By Jacquelyn Kelly, SEIU Healthcare Minnesota
What we decide to do today will create the foundation on which our families will build their tomorrows. This is true for many parts of life, but it is especially true in the care field. As a home care worker and the mother of a child who needs care support, this issue is personal for me. As a leader in my union, SEIU Healthcare Minnesota, I’ve come to learn that my fight is more common than I ever could have imagined.
For most of our history, home care workers (also sometimes known as Personal Care Attendants or PCAs) have been paid the minimum wage (or less) with little or no benefits. In Minnesota that was the case before we formed our union, winning what is still the largest union election in Minnesota history and bringing together over 25,000 caregivers, mostly women and people of color.
From when before we had our union until now, we’ve seen wages almost double (we will get to $15.25 in our current contract) and now have paid sick time, paid holidays, training and much more. But we still have so much work to do.
Like most parents of teens who are quickly coming of age, I often think about my child’s future and transition into independence. As a home care worker for my 16-year-old son, I spend every day working to support his independence, but also worry about the systems we have in place to support him if I am not able to support him.
Even before COVID there was a “care crisis” that meant there were close to 10,000 open positions because people didn’t want to do this physically and emotionally challenging work for the meager pay and benefits. In many cases, like mine, a family member provides the care, but thousands of people hire someone they don’t know to provide this intimate level of care. If this was you or your loved one, you’d want workers who feel respected and like their work had value, wouldn’t you?
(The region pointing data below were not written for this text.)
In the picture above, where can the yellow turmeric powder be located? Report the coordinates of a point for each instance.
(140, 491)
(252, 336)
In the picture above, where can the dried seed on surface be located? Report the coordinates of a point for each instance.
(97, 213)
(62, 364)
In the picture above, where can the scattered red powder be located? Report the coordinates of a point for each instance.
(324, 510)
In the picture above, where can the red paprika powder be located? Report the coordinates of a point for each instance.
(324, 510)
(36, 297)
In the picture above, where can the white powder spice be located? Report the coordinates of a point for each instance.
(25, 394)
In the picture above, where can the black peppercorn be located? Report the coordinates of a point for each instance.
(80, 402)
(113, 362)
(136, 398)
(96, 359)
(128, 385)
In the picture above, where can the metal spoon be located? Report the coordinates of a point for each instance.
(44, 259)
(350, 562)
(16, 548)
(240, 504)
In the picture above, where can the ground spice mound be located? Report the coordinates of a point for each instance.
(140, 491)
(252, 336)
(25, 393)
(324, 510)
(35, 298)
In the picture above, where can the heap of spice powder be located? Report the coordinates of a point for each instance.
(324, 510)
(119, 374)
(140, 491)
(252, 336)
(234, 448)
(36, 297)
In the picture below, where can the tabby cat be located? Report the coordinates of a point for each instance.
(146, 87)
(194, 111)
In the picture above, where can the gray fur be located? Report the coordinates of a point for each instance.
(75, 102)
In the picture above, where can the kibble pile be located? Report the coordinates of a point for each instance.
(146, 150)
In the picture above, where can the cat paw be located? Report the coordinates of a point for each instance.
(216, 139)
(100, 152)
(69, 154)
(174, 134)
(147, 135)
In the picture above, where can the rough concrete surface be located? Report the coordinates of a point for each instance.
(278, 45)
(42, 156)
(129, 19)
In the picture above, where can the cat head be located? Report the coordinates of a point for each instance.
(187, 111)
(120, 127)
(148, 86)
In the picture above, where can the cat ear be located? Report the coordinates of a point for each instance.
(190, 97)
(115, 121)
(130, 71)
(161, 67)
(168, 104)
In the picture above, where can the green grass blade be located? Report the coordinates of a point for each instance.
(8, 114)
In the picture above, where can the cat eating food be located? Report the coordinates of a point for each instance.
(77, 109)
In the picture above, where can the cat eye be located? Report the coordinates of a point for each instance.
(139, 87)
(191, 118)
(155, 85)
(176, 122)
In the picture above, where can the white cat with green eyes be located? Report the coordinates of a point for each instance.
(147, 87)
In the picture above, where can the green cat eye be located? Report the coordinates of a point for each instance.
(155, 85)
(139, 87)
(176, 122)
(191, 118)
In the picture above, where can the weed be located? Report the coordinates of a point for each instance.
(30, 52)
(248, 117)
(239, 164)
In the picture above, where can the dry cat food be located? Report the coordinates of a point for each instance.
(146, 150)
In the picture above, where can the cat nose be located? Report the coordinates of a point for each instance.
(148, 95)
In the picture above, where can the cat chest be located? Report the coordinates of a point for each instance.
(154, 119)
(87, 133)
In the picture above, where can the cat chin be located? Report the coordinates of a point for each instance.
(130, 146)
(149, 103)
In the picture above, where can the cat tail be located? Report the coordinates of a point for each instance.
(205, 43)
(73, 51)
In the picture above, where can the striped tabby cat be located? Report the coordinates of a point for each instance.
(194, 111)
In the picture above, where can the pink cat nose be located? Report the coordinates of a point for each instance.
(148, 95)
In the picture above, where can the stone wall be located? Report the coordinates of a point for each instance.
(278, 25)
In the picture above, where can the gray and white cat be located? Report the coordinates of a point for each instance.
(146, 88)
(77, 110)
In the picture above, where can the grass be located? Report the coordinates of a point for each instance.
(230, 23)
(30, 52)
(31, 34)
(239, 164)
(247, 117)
I know my family will likely need home care workers for that independence to be possible, and I worry a lot about how that is going to be possible if we don’t have the care workers we need. The care industry is one of the fastest growing jobs in the country. I worry that if I can’t offer a living wage, benefits and a viable long term career path, caregivers will choose to move into other employment situations that provide more stability and less risk.
That’s why it is critical that congress pass President Biden’s Better Care, Better Jobs act, which would see a historic $400 billion investment in care work. This would create over 1 million jobs and help workers in non-union states with tools to organize into a union.
An investment in home care is not only supporting care workers, but also our disabled and elderly friends and neighbors who simply want to be able to live safely at home. An investment in making sure all people have the right to choose the life they want for themselves. We need to pivot from treating care as a problem for individuals and toward understanding that it is a shared experience across our society.
We need to reckon with the fact that through most of our history our country has seen care work done by women, and especially women of color, as not real and valuable work. Care workers have been left out and left behind for too long. After COVID, I hope we all know better now. Our communities, our families, our economy, we are all depending on the women doing this work to keep all of our lives going, and what could be more valuable than that?
– Jacquelyn Kelly is a home care worker from Oakdale and member of SEIU Healthcare Minnesota. She wrote this “Labor Voices” column for The Union Advocate’s October 2021 edition.